Niejednokrotnie zdarzały się przypadki przeprowadzania operacji u kobiet zgłaszających problem z trzymaniem moczu w trakcie seksu, podczas gdy doznawały one wówczas fizjologicznej ejakulacji, ale nie miały o tym pojęcia. Świadomość, że ejakulacja u kobiet jest możliwa, to podstawa zarówno dla samych kobiet, ich partnerów/partnerek seksualnych i lekarzy, którzy powinni rozróżniać procesy fizjologiczne od patologii wymagającej leczenia.
Temat nadal jest kontrowersyjny, niektórzy wciąż wątpią w wyniki badań naukowych i utrzymują, że ejakulacja u kobiet nie jest możliwa, a zachodzące zjawisko to nietrzymanie moczu bądź zwykłe nawilżenie ścian pochwy podczas podniecenia seksualnego. Pogląd, iż doznające wytrysku kobiety po prostu nie trzymają moczu, jest niezwykle stygmatyzujący oraz powodujący u wielu kobiet poczucie wstydu, niechęć do własnego ciała i do współżycia. Wyjaśnienie, że ejakulacja u kobiety jest procesem fizjologicznym, a przez niektórych partnerów uznawana za najlepszy dowód osiągnięcia seksualnej satysfakcji przez partnerkę, może niezmiernie korzystnie wpłynąć na zadowolenie z własnej fizyczności.
Brak wytrysku u kobiet
Brak ejakulacji u kobiet jednak nie oznacza, że kobieta nie jest w stanie osiągnąć maksymalnej przyjemności ze zbliżenia – u niektórych kobiet ujścia gruczołów są tak niewielkie, że wydostanie się substancji na zewnątrz może w ogóle nie być widoczne. Brak ejakulacji nie jest zatem powodem do obniżenia własnej samooceny – najważniejsze to żyć w zgodzie ze swoim ciałem i czerpać satysfakcję z bliskości we dwoje.

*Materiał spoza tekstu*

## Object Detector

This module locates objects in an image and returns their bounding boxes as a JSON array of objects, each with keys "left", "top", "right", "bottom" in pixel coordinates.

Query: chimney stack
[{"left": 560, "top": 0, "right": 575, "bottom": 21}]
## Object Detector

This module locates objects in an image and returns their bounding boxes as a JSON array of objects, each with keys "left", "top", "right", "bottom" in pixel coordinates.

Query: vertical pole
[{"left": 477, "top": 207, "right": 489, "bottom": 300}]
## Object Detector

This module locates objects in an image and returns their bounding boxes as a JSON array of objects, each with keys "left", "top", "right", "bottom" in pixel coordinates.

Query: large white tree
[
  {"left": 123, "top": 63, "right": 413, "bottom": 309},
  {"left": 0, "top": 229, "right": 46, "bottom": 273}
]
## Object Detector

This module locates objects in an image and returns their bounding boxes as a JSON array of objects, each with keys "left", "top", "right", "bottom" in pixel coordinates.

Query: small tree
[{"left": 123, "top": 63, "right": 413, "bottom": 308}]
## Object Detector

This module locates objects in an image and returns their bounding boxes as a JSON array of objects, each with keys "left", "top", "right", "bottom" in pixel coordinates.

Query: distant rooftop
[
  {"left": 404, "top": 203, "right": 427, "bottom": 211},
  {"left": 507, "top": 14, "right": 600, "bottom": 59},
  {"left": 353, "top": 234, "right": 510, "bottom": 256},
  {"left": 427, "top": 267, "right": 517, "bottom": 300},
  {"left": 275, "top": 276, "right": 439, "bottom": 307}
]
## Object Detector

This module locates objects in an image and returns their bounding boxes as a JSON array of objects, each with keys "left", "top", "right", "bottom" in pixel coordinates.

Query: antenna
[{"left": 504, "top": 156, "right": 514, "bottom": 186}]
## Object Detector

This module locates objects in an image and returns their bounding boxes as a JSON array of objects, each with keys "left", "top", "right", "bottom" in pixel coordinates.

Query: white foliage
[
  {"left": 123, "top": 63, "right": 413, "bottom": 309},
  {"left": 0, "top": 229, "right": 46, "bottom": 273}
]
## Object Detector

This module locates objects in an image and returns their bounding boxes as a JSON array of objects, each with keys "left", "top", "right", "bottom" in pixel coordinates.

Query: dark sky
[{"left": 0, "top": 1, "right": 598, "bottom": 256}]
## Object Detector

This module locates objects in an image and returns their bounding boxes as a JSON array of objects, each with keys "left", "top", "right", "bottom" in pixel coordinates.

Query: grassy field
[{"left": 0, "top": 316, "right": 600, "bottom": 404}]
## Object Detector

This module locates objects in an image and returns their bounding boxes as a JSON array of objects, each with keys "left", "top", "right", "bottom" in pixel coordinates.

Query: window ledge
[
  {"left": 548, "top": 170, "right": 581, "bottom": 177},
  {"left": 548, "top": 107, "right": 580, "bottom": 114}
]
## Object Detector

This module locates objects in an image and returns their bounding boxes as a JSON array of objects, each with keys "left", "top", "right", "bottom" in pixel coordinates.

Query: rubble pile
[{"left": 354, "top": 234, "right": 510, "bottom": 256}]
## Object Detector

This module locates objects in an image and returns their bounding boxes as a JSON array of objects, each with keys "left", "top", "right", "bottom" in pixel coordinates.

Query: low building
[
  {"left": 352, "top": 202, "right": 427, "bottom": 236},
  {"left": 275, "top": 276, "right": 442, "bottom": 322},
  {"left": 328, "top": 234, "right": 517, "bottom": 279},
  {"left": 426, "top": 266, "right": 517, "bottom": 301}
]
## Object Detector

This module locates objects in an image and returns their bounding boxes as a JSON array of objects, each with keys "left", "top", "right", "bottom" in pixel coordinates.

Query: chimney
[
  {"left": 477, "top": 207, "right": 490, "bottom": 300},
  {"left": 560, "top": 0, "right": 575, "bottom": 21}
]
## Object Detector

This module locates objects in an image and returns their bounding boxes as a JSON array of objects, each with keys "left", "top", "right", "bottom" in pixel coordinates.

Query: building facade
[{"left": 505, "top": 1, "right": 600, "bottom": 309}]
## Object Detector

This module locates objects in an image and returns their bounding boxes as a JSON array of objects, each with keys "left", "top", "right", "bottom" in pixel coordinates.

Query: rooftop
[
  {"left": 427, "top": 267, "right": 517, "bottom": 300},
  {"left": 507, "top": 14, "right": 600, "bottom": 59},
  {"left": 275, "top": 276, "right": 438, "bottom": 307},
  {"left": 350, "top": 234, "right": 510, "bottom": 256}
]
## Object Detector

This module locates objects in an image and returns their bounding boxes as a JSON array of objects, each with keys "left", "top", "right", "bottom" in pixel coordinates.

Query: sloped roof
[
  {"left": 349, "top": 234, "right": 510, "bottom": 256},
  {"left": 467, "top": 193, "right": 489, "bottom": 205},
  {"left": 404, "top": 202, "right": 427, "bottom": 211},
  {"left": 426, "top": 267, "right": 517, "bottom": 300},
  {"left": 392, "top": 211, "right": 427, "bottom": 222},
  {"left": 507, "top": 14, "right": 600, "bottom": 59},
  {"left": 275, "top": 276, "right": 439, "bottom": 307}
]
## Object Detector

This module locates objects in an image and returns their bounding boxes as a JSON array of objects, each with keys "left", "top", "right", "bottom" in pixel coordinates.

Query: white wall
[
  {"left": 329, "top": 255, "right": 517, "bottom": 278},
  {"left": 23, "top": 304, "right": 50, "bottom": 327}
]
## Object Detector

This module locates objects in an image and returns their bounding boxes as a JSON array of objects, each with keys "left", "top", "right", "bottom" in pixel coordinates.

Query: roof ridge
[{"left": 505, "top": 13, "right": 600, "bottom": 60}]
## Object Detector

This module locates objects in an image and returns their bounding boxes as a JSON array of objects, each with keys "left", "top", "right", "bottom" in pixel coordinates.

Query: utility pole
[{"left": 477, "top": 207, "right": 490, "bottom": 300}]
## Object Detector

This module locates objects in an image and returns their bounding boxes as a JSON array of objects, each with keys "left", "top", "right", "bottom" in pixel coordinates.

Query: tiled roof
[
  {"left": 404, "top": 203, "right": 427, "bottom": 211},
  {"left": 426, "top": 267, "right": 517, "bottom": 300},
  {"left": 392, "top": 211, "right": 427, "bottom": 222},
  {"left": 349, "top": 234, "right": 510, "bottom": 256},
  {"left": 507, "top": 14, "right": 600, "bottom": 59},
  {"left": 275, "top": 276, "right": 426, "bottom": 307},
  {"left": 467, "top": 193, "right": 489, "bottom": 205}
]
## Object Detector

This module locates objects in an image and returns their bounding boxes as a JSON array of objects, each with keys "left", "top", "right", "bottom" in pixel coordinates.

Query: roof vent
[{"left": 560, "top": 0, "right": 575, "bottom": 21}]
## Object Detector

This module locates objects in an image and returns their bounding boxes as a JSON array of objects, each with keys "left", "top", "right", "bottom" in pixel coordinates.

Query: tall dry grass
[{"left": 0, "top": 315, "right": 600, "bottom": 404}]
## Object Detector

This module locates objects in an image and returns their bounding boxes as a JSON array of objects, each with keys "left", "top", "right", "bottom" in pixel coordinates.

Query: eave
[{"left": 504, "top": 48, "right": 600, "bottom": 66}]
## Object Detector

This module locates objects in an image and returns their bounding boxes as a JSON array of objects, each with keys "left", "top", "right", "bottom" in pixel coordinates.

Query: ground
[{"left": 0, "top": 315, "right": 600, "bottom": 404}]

Na łamach różnych portali pojawiają się jednak informacje, że każda kobieta jest zdolna do wytrysku, wystarczy się tego nauczyć. Każda forma poznawania własnego ciała może być korzystna dla satysfakcji ze zbliżeń z partnerem, nie warto zatem okrywać ejakulacji zasłoną milczenia i udawać, że takie zjawisko nie istnieje. Badań naukowych rozwiązujących tę zagadkę jest coraz więcej, ale po co tak naprawdę czekać na statystyki i wyniki, by doznać przyjemności?